Some of his criticisms I can understand but would disagree with - I love the Marias-like deliberate repetition.
But he points out a shocking translation error - the 'impostor' was actually unmasked on the 60th anniversary of the camp where he claimed to have been a prisoner, in 2005. But in the English translation this becomes the 70th! Which if it was just buried away on page 129 would perhaps be forgivable - but it's part of the publicity blurb for the book.
see e.g.
https://www.quercusbooks.co.uk/books/...
To be fair there is a tedious book on the MBI list where the author has, Marias like, decided to release two more volumes to add to the pain - and it's not this one!
Perhaps predictably, given the comments above, I have DNF-ed this one. I am finding the story very tedious and the punctuation unforgivable (a surfeit of colons and semicolons with many of them in the wrong place).
Perhaps they should have replaced the semicolons with swear words and the colons with the musings of whinging French intellectual hasbeens :-)

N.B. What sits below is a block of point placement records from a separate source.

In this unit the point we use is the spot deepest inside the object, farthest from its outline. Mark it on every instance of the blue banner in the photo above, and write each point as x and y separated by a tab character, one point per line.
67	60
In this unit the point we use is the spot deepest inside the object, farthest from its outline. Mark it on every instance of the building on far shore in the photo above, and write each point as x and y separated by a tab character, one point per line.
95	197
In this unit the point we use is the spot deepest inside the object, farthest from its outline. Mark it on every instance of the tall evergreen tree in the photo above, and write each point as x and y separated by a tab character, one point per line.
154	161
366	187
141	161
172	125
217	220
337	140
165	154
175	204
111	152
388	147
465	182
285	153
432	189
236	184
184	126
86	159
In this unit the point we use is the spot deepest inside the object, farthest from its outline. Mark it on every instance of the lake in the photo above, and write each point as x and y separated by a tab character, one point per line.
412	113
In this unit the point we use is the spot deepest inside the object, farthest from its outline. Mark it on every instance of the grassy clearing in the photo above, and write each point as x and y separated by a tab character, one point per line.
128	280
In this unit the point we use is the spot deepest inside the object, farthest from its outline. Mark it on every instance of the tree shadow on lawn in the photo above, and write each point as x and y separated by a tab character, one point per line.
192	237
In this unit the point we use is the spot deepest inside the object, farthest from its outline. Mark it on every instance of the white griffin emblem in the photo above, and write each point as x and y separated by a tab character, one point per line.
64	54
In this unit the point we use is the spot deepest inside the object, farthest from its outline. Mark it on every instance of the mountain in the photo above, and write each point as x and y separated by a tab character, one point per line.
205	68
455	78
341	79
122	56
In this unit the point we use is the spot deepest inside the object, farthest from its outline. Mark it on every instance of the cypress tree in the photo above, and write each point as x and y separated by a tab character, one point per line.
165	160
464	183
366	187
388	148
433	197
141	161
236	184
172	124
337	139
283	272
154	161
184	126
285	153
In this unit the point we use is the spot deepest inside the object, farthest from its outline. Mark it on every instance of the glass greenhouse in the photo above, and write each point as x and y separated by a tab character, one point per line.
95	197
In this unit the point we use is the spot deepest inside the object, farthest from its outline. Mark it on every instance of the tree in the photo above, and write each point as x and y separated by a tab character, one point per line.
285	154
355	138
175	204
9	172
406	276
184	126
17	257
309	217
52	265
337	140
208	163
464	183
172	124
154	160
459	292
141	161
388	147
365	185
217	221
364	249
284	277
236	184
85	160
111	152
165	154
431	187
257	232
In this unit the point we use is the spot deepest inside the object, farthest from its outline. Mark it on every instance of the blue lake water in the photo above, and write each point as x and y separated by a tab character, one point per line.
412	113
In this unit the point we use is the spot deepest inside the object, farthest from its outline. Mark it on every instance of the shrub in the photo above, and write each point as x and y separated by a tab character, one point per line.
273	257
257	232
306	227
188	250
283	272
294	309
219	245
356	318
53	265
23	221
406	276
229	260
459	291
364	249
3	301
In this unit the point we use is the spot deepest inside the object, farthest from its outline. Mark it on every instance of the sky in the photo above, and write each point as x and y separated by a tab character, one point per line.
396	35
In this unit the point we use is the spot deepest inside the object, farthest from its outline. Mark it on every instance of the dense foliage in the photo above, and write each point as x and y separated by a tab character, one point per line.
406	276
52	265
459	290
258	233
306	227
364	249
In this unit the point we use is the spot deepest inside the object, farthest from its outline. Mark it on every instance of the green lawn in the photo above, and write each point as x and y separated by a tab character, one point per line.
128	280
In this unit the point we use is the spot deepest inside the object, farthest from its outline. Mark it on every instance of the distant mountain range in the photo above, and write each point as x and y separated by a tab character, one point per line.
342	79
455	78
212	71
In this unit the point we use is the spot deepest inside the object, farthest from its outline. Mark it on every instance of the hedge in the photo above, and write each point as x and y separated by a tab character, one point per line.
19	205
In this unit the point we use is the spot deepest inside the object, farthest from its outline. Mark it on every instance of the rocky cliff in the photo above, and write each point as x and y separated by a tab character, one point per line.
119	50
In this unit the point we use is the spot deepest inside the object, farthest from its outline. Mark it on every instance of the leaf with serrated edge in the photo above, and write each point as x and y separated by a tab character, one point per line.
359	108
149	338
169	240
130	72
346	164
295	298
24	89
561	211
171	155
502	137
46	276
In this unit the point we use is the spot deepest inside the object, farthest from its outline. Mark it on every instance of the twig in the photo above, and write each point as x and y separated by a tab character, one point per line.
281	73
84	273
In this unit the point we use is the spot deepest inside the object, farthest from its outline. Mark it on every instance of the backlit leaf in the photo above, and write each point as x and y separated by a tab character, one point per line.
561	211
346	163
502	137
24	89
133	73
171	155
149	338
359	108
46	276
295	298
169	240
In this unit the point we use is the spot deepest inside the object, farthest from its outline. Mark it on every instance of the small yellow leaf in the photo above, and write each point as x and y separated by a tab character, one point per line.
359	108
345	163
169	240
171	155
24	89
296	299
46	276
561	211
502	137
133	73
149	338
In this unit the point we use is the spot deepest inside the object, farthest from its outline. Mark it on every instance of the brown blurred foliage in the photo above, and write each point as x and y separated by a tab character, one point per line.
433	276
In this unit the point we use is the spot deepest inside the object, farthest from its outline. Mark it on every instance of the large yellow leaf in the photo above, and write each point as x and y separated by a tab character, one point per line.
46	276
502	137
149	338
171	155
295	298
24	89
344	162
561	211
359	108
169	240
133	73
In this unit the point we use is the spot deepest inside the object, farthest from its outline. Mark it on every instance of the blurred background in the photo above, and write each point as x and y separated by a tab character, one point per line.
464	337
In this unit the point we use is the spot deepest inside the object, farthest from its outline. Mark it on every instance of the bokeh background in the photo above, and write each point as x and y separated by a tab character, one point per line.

Yeah, that would have been more fun. But so would being slapped round the back of the head with a wet fish. It's not often I have physical symptoms when reading a book, but this and Compass created the same twitchiness to the extent that, with both, my wife asked me what was wrong with me.
Gumble and I had lunch with Neil Griffiths today. He and Jacques Testard still haven't quite forgiven you. He also asked what was wrong with you.Anyway I thought you were a professional twitcher (lights blue touch paper....)
Jacques Testard should be very happy with me. I've given nearly all Fitzcarraldo books I've read, except Compass, very high ratings. I think 6 out of 7 is a good score.
Actually he was apparently (bit of gossip for you) annoyed that he entered the 'wrong' book given that it didn't make it (I won't name names as to who advised him to enter that one). Flights would probably have been a contender for the overall.